Llevo mucho tiempo replanteándome lo que implica ser mujer, en un mundo marcado por la desigualdad de género y las expectativas sociales impuestas por una estructura patriarcal tan arraigada, y ser mujer resulta brutalmente agotador. Y esta fatiga, incluso hartazgo, del que hablo, no se limita simplemente al agotamiento físico, sino que abarca un agotamiento emocional derivado de las exigencias y expectativas impuestas por una sociedad dominada por el machismo que nos obliga a mantener en equilibrio múltiples responsabilidades: ser hijas ejemplares, amigas perfectas, ‘exitosas’ profesionalmente, esposas complacientes y cuidadoras incansables. Todo esto manteniendo absurdos e inalcanzables estándares de belleza. Además, se espera que seamos madres simplemente por el hecho de haber nacido mujeres. Y si decides ser madre, ¡cuidado!, toda la sociedad estará lista para juzgar cada aspecto de tu maternidad.
La lucha por la igualdad de oportunidades y la constante vigilancia sobre nuestra apariencia y comportamiento generan un estrés crónico que socava nuestra salud mental y física. Además, llevamos el peso de ser potenciales víctimas de la violencia machista, que se manifiesta de diversas formas como el acoso callejero, la discriminación laboral, así como en violencia física, económica, doméstica, psicológica y sexual. Esta carga, lamentablemente, añade una capa adicional de ansiedad y miedo a nuestra experiencia diaria como mujeres.
En los últimos meses, me he balanceado en una cuerda filosa y ambivalente. Por un lado, la culpa; por el otro, la apatía. Ambos extremos me sumergen en la paradoja de mi propia inacción. Es fácil caer en la trampa de la indiferencia, especialmente cuando me siento impotente frente a la inmensidad de los problemas que nos rodean.
Me cansé de alzar la voz, de ondear las banderas, de librar batallas incansables. Sin embargo, esta semana, recuperé el ímpetu de escribir poesía. Me sumergí en la creación de un poema junto a mi querida amiga Alba Otero, fotógrafa y periodista. Esta colaboración a cuatro manos fue más que una mera composición poética; fue un acto de unidad y sororidad que me permitió reconectar con mi voz, mi causa y mi espíritu de lucha.
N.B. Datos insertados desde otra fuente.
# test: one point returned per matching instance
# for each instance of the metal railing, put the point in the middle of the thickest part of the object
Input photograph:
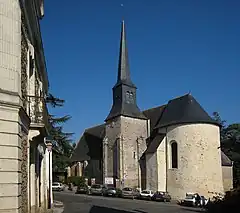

Me permití reconocer que mi falta de ‘empatía’ hacia muchas otras causas que me importan fue una forma de autodefensa, una barrera que he erigido para protegerme del dolor y la injusticia que inundan el mundo. No justifico mi actitud, pero me construí un muro de contención, lleno de flores, meditación, fotografías, paisajes, arte, colores y cosas que me nutren el alma, y que me distancian de la realidad porque necesitaba un lugar seguro para volver a ser y florecer.